Offshore wind industry united on pricing adjustments

Companies tell state flexibility needed on next procurement

MASSACHUSETTS POLICYMAKERS  may be split on whether offshore wind developers should be allowed to adjust the pricing in their existing power purchase agreements to cope with changing economic conditions, but there is no disagreement – within the industry at least – that adjustments should be permitted on future contracts.

In filings with the Department of Energy Resources, every offshore wind developer and equipment supplier said some sort of mechanism for adjusting prices in the face of inflation and interest rate hikes is a must as the state moves forward with its fourth offshore wind procurement later this year.

Avangrid, Shell Energies, Ocean Winds Norh America, and Orsted Americas were all on board. Equinor and Vineyard Offshore blacked out their responses. Among equipment manufacturers, General Electric, Crowley, Siemens Gamesa, and Vestas were all supportive.

The comments came in response to a question posed by the Department of Energy Resources asking the best way to account for current and future rates of inflation and other supply chain and economic pressures.

The specific answers varied slightly, but the overall theme was similar – earlier procurements took place at a time of low inflation and stable interest rates, so fixed pricing made sense even for projects that could take as long as five years to build.

“Obviously, the era of low inflation and interest rates has come to an end,” Ocean Winds North America said in its filing. “Consequently, it is certain that a procurement that does not provide an indexation mechanism will see bids that reflect a very high risk premium.”

A risk premium is a bid adjusted upward to reflect economic uncertainty. The companies argue it makes more sense to let wind farm developers submit bids without a risk premium knowing subsequent pricing adjustments would be allowed if economic conditions fluctuate.

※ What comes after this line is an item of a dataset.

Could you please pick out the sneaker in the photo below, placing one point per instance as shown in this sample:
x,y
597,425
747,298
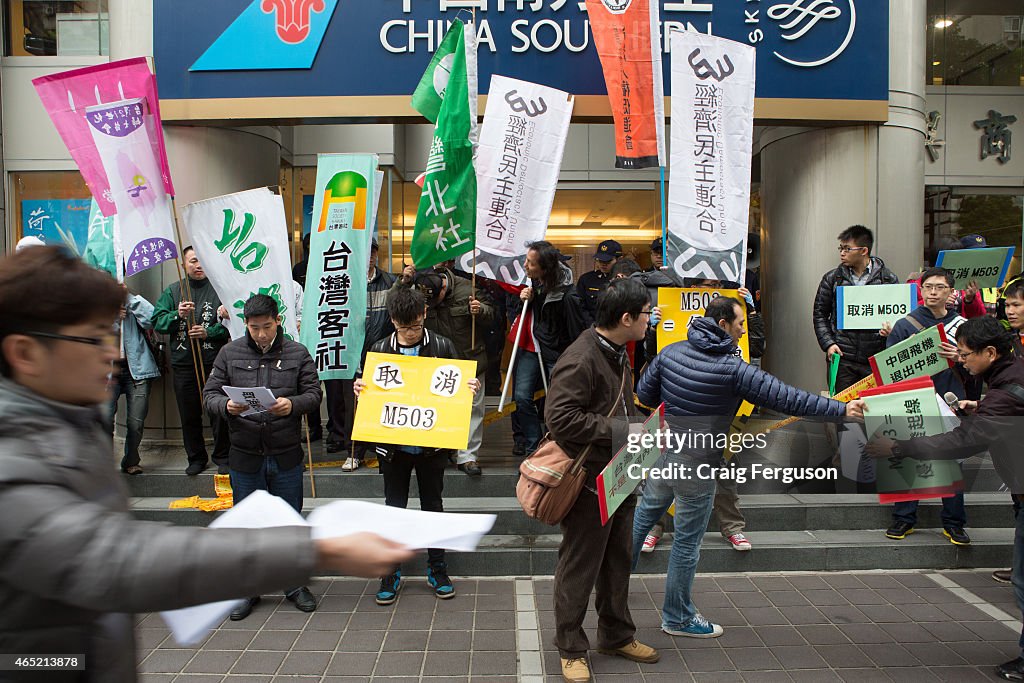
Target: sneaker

Most companies favor indexing winning bids to some measure of inflation or economic volatility. Some companies favor a one-time adjustment, others favor continual adjustments.

The industry consensus on indexation comes at a time when several of the key players are caught between regulatory regimes.

Avangrid was selected last year as a winner of the state’s third procurement and subsequently negotiated a 20-year power purchase agreement with the state’s three utilities. When interest rates and inflation took off, the company said the power purchase agreement was no longer adequate to secure financing for the project.

Avangrid is now seeking to terminate its existing agreement and wants to bid on the next procurement, but is facing pushback from some lawmakers and resistance from the Healey administration.

SouthCoast Wind, a joint venture of Shell New Energies and Ocean Winds North America, said it is in the same boat with its power purchase agreement, but hasn’t said yet whether it wants to terminate its existing contract.

In their filings with DOER, both wind farm developers said they favored indexing future bids to inflation.

SouthCoast Wind’s response was straightforward, urging state officials to “require all bidders to submit pricing that will be subject to a onetime adjustment for an inflation index when the project reaches financial close.”

Avangrid’s response went into great detail. “Price indexation is a paradigm shift necessary for the offshore wind industry to flourish. It will give developers confidence they can deliver economically viable projects, while shielding electricity consumers from developers achieving irrational profits,” Avangrid said. “Absent price indexation and/or an ability to renegotiate prices with DOER due to extraordinary endogenous circumstances, developers will be forced to bid in exceedingly high returns to cover any potential contingency.”